Transcript
BOB GARFIELD: A number of listeners last week were displeased with our take on the CBS memo scandal. Several of you echoed the sentiments of Sundar Srinivasan, who describes himself as a disappointed listener in Chelsea, New York. He writes, "I'm no stranger to misplacing priorities or myopia, but I suspect even Mr. Magoo would have done a better job prioritizing your coverage of 'Reservegate' versus 'Rathergate.' Did a 10 year old story about the president get unfairly obscured? Probably. But the CBS imbroglio is the biggest document authenticity story since the Hitler diaries, and it is breaking weeks ahead of what is expected to be one of the closest presidential elections in years. Why cover the molehill when there's a mountain of meta-journalism issues right next to it?"
BROOKE GLADSTONE: It's true. We saw Rathergate as just one more media felony in a season marked by crimes both of commission, as in the lies spouted by certain cable talk show hosts, and of omission by news outlets who failed to fact-check falsehoods flung from the stump. But clearly, this story is not just one of many. It's a focal point for rage against the liberal media machine. We heard it even in the background of another story. On Wednesday, a bystander near CNN cameras at a campaign event let it rip for over an hour... [START TAPE]
MAN: ...those four moderators who will be-- [BOTH SPEAK AT ONCE]

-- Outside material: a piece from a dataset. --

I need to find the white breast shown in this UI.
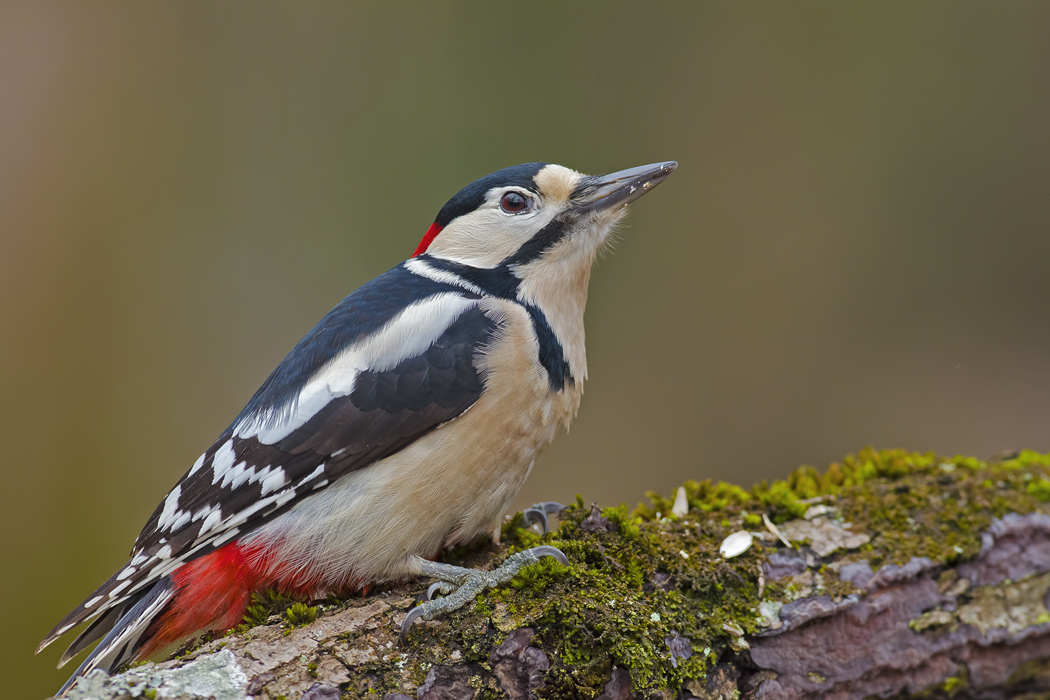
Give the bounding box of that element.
[240,298,584,589]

MAN: [SHOUTING] STOP [...?...] now!
MAN: -- running the program, and... [END TAPE]
BROOKE GLADSTONE: We struggled to hear... [START TAPE]
MAN: ...they have got to speak to whether or not they are going to sign this-- [BOTH SPEAK AT ONCE]
MAN: [SHOUTING] STOP [...?...] now! [END TAPE]
BROOKE GLADSTONE: And on the 15th iteration, we finally made it out: "Stop Dan Rather now! [START TAPE]
JUDY WOODRUFF: ...among women for the longest time this year, but in the last month... [BOTH SPEAK AT ONCE]
MAN: [SHOUTING] STOP Dan Rather now! [END TAPE]
BROOKE GLADSTONE: Of course, Rather stopped denying what had become increasingly obvious and conceded that not just the network but he, himself, had blown it. [START TAPE]
DAN RATHER: Also, I want to say personally and directly, I'm sorry. [END TAPE] [START TAPE]
BOB WOODWARD: I'm sure he is in absolute agony over this. [END TAPE]
BROOKE GLADSTONE: Bob Woodward, whose illustrious career at the Washington Post is based on the artful reporting of leaks, spoke of Rather's plight this week on the Larry King Show. [START TAPE]
BOB WOODWARD: It's very humbling, and you try to put up safeguards, you try to have multiple sources. Going back to Watergate, Carl Bernstein and I got some things wrong. We had kind of a two-source rule, and that saved us in the end. That was the safety net on this. CBS did not have a safety net... [END TAPE]
BROOKE GLADSTONE: This week, more calls for Rather's head, more musings on the future of CBS. The fact that a CBS producer phoned an operative from the Kerry campaign, advising him to speak to Rather's source, struck many, including us, as deeply inappropriate. And of course there was more speculation as to the creator of the dubious document that CBS rushed to broadcast. CNN's Wolf Blitzer. [START TAPE]
WOLF BLITZER: Some people already have suspicions about who's really behind the scandal. Yesterday, on this program, the Democratic National Committee Chairman Terry McAuliffe pointed a direct finger at a long-time Republican strategist.
TERRY McAULIFFE: I mean the New York Post today reports that Roger Stone, an old dirty trickster from the Nixon days may have been involved in the production of these documents. We were not involved in any shape, way or form.
WOLF BLITZER: Roger Stone is here now to talk about that... [END TAPE]
BROOKE GLADSTONE: Stone offered no comment to the New York Post, but he had plenty to say to Blitzer about the charge. [START TAPE]
ROGER STONE: Categorically false. If Mr. McAuliffe has any evidence whatsoever that, that I have any involvement or anyone else in the Republican Party has any involvement with these documents, let him put up or shut up. [END TAPE]
BROOKE GLADSTONE: Meanwhile, CBS has chosen two notables to investigate the scandal, retired AP chief Lou Boccardi and Republican Dick Thornburgh, who ran the Justice Department under Presidents Reagan and Bush, Sr. As the scandal plays out, some media critics worry that the fallout will have a chilling effect on the press, make it even less likely to tell the truth to power. A few point to a double standard, noting that CBS is slammed while those same critics demand no mea culpas from Robert Novak, who made use of an illegal White House leak to reveal the name of a CIA operative.